Blasta alieni, fai un capriola, blasta alieni, apri una porta…
Men in Black II: Alien Escape è uno shooter in terza persona che vi mette nei panni degli agenti Jay e Kay, gli ormai celeberrimi Men in Black, impegnati nel risolvere un importante caso di traffico illecito di armi e clandestini alieni sulla terra utilizzando il pugno di ferro e una buona manciata di ironia. I tipi della Melbourne House ci immergono in un impianto di gioco da sparatutto senza cervello, interamente orientato verso l’azione rapida, con enigmi che sarebbe riduttivo definire semplici, il solito mucchio di alieni da fare fuori e l’ancor più tipico bagaglio (neppure troppo ricco) di armi da utilizzare e upgradare per far fuori i cattivoni sopracitati. Il layout di base di controllo prevede il movimento per gradi di intensità del personaggio e la rotazione sul proprio asse con il primo analogico del controller, lo spostamento laterale (strafe) con i tasti dorsali L1 e R1, il bottone X nel compito di essere logorato per il continuo sparare, la smart bomb uccidi-tutti su R2 (una per livello); sui restanti bottoni troviamo lo spostamento di 180° e la capriola, utili nei momenti di eccessiva confusione per voltarsi rapidamente, uscire da una gragnuola di colpi nemici o evitare i devastanti colpi dei boss. La modalità di gioco principale si presenta con cinque missioni principali, divise a loro volta in sottolivelli, da risolvere ovviamente tramite il puro e semplice blastaggio di alieni e sconfiggendo i boss di fine livello per conquistare il tanto agognato finale e un livello segreto bonus. Le altre modalità di gioco includono: il training per le armi (stranamente conquistato dopo l’apprendimento delle armi stesse); la modalità boss, in cui potrete ri- affontare i mostri di fine livello già sconfitti nel gioco principale; e i dati segreti, che altro non sono che delle semplici schede dei personaggi principali (gli agenti Jay e Kay) e degli alieni del gioco con una piccola biografia, il modello poligonale (purtroppo non zoomabile) e una divertente scheda caratteriale; concludono l’offerta le schede del “making of” e il trailer originale del film, localizzato in italiano come tutti i dialoghi del gioco. Tutta la costruzione del gioco, dunque, prevede quindi il classico sistema di bloccaggio progressivo per tenere vivo l’interesse del gioco: superando un livello avrete accesso ad una parte di dati segreti ed ai training delle cinque armi a disposizione, oltre a potere riaffontare i boss di fine livello quando vorrete.

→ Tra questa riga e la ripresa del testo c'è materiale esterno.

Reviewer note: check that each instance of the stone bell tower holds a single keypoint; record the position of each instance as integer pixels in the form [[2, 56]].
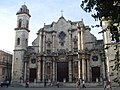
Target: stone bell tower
[[21, 43]]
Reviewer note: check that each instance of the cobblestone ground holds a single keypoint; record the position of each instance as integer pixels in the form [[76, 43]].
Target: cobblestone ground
[[54, 88]]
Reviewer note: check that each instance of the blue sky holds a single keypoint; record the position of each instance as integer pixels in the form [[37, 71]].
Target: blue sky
[[42, 11]]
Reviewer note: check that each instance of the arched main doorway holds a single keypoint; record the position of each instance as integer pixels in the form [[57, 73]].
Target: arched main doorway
[[62, 71]]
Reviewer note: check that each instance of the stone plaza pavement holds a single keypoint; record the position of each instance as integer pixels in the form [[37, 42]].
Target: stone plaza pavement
[[55, 88]]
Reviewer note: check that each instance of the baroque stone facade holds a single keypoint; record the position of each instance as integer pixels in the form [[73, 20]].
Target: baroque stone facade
[[5, 65], [63, 51]]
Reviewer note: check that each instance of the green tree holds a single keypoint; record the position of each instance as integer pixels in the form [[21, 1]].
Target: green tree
[[110, 10]]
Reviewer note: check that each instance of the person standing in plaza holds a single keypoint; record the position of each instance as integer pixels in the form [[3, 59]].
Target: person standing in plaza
[[83, 84]]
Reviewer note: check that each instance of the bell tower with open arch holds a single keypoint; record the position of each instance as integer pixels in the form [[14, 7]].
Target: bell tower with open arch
[[21, 43]]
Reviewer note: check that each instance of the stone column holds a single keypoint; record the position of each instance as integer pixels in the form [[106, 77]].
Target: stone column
[[88, 70], [38, 71], [107, 40], [54, 71], [79, 48], [25, 72], [53, 48], [70, 71], [70, 41], [43, 77], [40, 42], [44, 42], [83, 67]]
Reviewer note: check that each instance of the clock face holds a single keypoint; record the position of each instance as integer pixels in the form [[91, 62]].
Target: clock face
[[95, 58]]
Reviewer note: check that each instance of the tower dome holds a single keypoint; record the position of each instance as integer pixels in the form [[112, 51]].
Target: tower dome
[[23, 10]]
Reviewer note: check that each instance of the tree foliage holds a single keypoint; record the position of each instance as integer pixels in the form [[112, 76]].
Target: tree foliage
[[109, 9]]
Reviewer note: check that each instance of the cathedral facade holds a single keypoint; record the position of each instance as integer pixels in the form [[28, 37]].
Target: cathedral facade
[[63, 51]]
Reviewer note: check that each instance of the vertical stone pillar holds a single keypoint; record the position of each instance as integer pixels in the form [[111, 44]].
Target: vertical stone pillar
[[25, 71], [88, 70], [107, 40], [39, 71], [83, 68], [44, 42], [54, 71], [43, 77], [79, 48], [53, 48], [70, 71], [70, 41], [40, 42], [103, 64]]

Blasta alieni, fai un capriola, blasta alieni, apri una porta…
Ma questo sistema funziona? La risposta è, purtroppo, negativa. Men in Black II è un titolo abbastanza superficiale, che offre poco coinvolgimento persino a breve termine e che non fa alcun tentativo per essere originale; è uno shooter in cui tutto risulta praticamente già visto, le cui poche attrattive sono ampiamente affossate da un’azione troppo ripetitiva e priva di soddisfazione per il giocatore: un esito, questo, probabilmente dovuto allo sviluppo affrettato ed alle ferree timelines produttive che derivano dal dover essere stato lanciato parallelamente all’omonimo blockbuster cinematografico da cui è tratto. Nel dire ciò potremmo esporci alle accuse di esserci adagiati sul pregiudizio della “legge dei tie-in” esposta in apertura, ma è proprio conoscendo certi meccanismi produttivi che ci siamo apprestati a valutare MIIB al di la del film da cui è tratto, in rapporto al puro fattore di intrattenimento, interazione e sfida che propone al giocatore.
Il lavoro dei MIB deve essere decisamente burocratico…
… perché così è il gioco. Il difetto principale di MIIB è la giocabilità noiosa che offre al giocatore, che deriva dalla sua assoluta ripetitività anche se si tratta di un gioco d’azione: gli ambienti tendono a rassomigliarsi inesorabilmente, e non propongono che una struttura di interazione nella quale non solo i nemici da blastare sono praticamente gli stessi di livello in livello, ma anche l’unico ostacolo da superare per sbloccare le nuove stanze (escluse sporadiche attivazioni di switch che lasciano il tempo che trovano). Il sistema di salvataggio, poi, che prevede che l’unico modo per salvare sia finire completamente una missione, non fa che peggiorare le cose: per salvarla dovrete completarla tutta di seguito, sottoponendovi al calvario che deriva non dalla difficoltà del gioco in se, ma dal fatto che sarete costretti a compiere le stesse azioni e a uccidere gli stessi nemici per decine e decine di minuti senza sosta e senza la minima traccia di varietà. Le armi utilizzabili, anche se simpatiche da vedere per i begli effetti di luce, vi stuferanno ben presto: sono potenziabili entro sei gradi, ma hanno punti di forza e debolezze non abbastanza specifici da giustificarne un uso strategico. Upgradarle non fa altro che aumentarne il potenziale distruttivo, il che non aiuta a divertirsi maggiormente: è un fattore importante per la prosecuzione ma non migliora la poca freschezza dell’azione e, anzi, la peggiora, visto che i colpi subiti faranno volare per aria i power-up già presi, che dovrete ri-raccogliere in pochissimi secondi se non volete regredire ad uno sparo ancora più noioso.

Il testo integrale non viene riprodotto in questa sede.